We’re fast approaching the 78th annual Golden Globes and shortly thereafter the 93rd Academy Awards. In this blog, Oh Brother is positing whether or not we should even have such ceremonies. Certainly, it’s important to the bottom line of the film industry as award winning movies typically get re-released in theaters and experience a spike in DVD/Blu-ray/VOD sales. However, aside from actors, directors, and film crews, are film awards even necessary? What if instead of an award show we set aside an evening to simply celebrate movies? No “winners” or “losers’, no SWAG bags or “who are you wearing?” red carpet interrogations, but a shared admiration for the art. We’ve seen this play out with the introduction of “participation awards” for kids where it’s no longer about who crosses the finish line first, but rather celebrating anyone who shows up to try. That is not to say healthy competition is bad in all cases, but we argue the industry would be better served honoring all achievements in film as opposed to pitting filmmakers against one another for the sake of ratings and to churn the hype machine. Let’s examine a few specific reasons to support our argument.
First, there are simply too many award shows. In addition to the aforementioned Golden Globes and Oscars, there are the Screen Actors Guild (SAG) awards, the People’s Choice Awards, The BAFTA’s, Directors Guild, the MTV Awards, and the list goes on. Actors often earn bonuses based on nominations and wins because consumers are more inclined to spend money on movies that earn awards. Most of us will naturally pay more attention to a film receiving “Oscar buzz.’
Second, does anyone genuinely care who wins outside of the five major awards (Best Movie, Best Actor/Actress, Best Director, Best Screenplay)? Nothing keeps audiences on the edge of their seats more than anticipating who wins for Best Sound Editing in a Musical made for TV movie! Aside from the Big Five, Best Supporting Actor/Actress are the only others to garner attention. Our dad used to say if you watch the final two minutes of a basketball game you’ve seen the whole thing. We make the same claim when it comes to award shows. They start out with a big production followed by four hours of speeches thanking people we don’t know or more recently using the time as a political platform to espouse their views on causes near and dear to them. According to Wikipedia, ratings for the Academy Awards have been steadily declining for the past several years.

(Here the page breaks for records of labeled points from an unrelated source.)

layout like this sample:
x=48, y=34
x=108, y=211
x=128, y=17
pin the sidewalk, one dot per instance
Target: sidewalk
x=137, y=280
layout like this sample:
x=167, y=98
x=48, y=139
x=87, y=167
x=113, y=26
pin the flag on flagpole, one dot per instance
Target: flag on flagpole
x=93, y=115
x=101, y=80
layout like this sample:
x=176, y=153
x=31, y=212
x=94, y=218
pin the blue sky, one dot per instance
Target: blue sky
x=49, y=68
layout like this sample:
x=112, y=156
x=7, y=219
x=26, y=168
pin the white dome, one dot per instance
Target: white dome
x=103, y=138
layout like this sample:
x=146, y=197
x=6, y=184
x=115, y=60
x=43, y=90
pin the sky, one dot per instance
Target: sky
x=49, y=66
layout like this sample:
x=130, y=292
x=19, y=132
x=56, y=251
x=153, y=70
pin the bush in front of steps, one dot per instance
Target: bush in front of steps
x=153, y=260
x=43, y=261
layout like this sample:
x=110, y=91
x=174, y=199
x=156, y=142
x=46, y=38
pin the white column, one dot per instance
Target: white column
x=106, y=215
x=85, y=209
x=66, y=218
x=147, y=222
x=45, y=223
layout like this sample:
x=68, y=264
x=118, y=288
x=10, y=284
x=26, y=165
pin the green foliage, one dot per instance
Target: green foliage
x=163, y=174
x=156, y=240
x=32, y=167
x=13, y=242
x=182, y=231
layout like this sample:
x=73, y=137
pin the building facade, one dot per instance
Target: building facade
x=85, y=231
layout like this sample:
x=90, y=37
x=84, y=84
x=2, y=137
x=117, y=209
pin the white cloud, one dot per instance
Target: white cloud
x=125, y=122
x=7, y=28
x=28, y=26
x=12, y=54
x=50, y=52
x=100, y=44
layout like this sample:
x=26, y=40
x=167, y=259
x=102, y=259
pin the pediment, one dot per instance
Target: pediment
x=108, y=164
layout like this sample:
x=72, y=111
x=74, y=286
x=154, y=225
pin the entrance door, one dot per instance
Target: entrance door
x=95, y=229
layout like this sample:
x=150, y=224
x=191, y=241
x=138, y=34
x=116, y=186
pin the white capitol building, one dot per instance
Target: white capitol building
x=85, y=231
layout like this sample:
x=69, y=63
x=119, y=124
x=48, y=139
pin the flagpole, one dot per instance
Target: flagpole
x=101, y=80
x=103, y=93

Also, given the state of the world today, is it necessary to put on display such glitz and glamour the majority of us will never experience? The pre-shows air for hours in advance on all of the major networks to ensure we don’t miss a moment of Ryan Seacrest inquiring about the latest fashion trends. I’m still trying to find that Bob Mackie dress at my neighborhood Super Target. Don’t forget the bling. Typically, the jewelry most actors wear is borrowed because on award night they’re relegated to nothing more than a walking advertisement for the fashion industry. Oh Brother!
Lastly, shouldn’t it be about honoring the art of filmmaking? We would much rather sit and watch clips from all the year’s films. We’re more than capable of deciding which movies we want to pay to see. Have a “Director’s Roundtable” where a diverse group of filmmakers past and present engage in conversation about their process and what goes into creating the images we see onscreen. Perhaps a James Lipton inspired segment where actors pull back the curtain and share stories about their journey into filmmaking. Let’s do away with the pomp and circumstance and bring into focus what really matters, the art of storytelling through cinema.